Logging is degraded
Resolved
Dec 13 at 12:38pm IST
Update
The RCA is tracked on the following Google public issue: https://issuetracker.google.com/issues/363324206
They have enabled a liveness probe on the cluster to ensure this doesn't happen again. We are taking some precautionary steps to avoid this entirely in the future.
Affected services
API Service
Updated
Dec 03 at 11:00pm IST
Update from Clickhouse team:
While looking at our monitoring tool, We observed a spike in vCPU and a high throttling percentage soon before your pods went down. This was happening around 10:06 UCT.
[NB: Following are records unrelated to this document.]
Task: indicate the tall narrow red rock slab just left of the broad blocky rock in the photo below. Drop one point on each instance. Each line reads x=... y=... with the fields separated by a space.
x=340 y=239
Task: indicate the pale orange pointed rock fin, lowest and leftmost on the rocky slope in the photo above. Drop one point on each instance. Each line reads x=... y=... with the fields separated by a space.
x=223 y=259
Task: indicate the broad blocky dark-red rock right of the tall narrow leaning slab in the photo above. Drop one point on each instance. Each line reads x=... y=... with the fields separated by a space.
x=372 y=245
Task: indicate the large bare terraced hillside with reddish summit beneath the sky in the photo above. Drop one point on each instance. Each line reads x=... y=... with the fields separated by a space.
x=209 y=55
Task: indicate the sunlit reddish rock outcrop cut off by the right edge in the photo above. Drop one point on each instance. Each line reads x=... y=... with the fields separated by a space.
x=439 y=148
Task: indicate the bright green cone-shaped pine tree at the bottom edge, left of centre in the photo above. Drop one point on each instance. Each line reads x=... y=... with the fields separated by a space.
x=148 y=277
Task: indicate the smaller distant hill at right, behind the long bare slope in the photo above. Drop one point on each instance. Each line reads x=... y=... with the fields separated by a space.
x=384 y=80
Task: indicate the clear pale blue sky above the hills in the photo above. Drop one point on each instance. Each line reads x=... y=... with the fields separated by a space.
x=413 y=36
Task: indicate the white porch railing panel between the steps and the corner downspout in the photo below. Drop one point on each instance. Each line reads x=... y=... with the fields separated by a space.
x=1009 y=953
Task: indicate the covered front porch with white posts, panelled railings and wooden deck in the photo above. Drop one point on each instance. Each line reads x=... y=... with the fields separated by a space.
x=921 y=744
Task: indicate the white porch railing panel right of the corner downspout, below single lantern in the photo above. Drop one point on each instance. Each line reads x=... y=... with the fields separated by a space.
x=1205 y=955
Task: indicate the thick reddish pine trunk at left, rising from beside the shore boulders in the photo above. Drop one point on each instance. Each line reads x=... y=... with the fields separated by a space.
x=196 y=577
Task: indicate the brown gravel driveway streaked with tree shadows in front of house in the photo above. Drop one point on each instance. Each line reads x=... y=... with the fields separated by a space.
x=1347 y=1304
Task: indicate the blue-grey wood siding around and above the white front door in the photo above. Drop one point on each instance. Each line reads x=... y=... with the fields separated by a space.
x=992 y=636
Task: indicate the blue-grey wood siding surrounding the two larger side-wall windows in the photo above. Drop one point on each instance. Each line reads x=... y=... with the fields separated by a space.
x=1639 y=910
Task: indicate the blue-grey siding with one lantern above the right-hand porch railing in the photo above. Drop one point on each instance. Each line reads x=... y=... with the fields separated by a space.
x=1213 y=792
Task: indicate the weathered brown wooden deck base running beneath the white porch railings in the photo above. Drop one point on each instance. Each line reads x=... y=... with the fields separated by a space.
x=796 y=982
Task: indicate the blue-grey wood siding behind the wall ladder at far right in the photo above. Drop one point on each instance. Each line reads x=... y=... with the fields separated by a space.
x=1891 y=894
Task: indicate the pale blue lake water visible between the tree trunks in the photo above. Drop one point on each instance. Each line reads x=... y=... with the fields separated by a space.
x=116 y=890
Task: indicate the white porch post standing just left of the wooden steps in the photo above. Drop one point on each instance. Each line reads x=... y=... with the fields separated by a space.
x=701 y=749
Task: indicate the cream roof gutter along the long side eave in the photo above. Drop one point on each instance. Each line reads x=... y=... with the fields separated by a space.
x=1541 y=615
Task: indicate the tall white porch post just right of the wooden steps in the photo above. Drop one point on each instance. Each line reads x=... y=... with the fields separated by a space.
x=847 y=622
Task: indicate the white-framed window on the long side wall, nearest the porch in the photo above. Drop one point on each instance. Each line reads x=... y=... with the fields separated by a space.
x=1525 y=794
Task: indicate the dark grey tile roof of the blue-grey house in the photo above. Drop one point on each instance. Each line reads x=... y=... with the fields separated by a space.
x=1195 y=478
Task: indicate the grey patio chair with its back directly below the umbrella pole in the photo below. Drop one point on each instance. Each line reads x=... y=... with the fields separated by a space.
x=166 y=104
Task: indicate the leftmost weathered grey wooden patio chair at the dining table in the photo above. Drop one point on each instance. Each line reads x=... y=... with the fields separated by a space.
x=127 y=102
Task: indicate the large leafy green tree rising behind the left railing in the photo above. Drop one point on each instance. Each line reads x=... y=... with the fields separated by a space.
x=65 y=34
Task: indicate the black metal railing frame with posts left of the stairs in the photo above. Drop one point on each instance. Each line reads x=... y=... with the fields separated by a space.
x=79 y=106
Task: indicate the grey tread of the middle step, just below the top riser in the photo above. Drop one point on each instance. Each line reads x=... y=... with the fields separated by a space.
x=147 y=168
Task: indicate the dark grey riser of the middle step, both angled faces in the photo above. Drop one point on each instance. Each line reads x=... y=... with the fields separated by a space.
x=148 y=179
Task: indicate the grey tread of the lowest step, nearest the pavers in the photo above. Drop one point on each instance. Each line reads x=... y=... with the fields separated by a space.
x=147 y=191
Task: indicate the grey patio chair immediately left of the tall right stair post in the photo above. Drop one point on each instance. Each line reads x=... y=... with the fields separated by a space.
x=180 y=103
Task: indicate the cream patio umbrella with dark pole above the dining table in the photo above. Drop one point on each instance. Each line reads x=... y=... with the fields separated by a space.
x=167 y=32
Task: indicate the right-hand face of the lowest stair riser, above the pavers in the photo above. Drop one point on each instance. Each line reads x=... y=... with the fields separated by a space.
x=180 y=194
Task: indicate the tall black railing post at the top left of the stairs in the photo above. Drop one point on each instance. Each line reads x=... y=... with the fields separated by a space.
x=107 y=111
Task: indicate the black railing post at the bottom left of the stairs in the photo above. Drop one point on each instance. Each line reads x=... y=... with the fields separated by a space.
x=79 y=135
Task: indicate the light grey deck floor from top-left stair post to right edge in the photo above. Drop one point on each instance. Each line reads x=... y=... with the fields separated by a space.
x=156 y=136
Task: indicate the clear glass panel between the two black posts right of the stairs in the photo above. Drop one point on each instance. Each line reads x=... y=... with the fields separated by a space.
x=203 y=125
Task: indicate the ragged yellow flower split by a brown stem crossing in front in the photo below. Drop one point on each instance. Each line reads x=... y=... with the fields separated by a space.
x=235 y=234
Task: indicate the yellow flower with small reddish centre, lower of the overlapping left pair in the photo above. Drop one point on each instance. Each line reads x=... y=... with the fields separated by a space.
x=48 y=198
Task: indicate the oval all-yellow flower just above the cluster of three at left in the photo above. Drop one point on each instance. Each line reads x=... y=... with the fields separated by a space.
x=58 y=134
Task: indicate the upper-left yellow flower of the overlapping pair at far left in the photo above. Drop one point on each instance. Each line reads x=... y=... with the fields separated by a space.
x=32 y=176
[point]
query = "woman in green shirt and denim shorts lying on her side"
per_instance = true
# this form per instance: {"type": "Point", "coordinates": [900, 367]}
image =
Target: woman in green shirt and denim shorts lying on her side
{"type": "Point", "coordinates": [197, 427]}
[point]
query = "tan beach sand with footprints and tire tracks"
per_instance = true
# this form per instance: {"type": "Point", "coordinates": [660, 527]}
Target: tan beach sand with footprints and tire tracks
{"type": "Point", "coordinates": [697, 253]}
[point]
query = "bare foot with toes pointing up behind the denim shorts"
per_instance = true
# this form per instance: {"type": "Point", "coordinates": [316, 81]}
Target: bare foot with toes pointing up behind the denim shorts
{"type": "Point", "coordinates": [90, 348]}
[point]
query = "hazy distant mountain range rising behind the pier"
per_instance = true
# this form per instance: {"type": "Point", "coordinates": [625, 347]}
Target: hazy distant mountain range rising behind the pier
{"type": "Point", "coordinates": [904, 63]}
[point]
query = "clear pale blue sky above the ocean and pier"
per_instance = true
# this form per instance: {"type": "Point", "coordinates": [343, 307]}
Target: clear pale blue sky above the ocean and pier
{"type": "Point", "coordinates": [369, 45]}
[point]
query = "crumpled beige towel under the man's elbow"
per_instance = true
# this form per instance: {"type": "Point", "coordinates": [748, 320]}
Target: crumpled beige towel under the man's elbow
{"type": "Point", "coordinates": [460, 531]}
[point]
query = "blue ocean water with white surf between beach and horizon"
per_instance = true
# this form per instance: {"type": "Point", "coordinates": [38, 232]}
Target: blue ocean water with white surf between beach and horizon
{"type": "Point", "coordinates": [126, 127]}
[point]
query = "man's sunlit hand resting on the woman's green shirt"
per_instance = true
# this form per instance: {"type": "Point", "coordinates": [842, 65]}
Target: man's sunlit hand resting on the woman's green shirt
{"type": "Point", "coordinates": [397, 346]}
Then, around 10:09 UTC, the pods went down and became unhealthy because they were not responding to K8s readiness probes. We didn't observe any particular change in the usage pattern before the outage, so we are escalating this issue to the cloud team and asking for an investigation.
Affected services
API Service
Updated
Dec 03 at 06:25pm IST
Everything is stable now. We have asked Clickhouse's on-call engineer for the detailed report. It will be attached with the next update.
Affected services
API Service
Updated
Dec 03 at 04:34pm IST
New cluster is up and running. API service is using this new cluster. We are triggering re-indexing now.
Affected services
API Service
Updated
Dec 03 at 04:29pm IST
New cluster is ready and up. Our services will start writing to this cluster. We are triggering migration of old data.
Affected services
API Service
Updated
Dec 03 at 04:15pm IST
The existing cluster is blocked - we are creating a new cluster and migrating all data. ETA 30 mins.
Affected services
API Service
Created
Dec 03 at 04:07pm IST
Clickhouse-hosted deployment for us-west-1 region is impacted. We are in touch with them and working on mitigation.
Affected services
API Service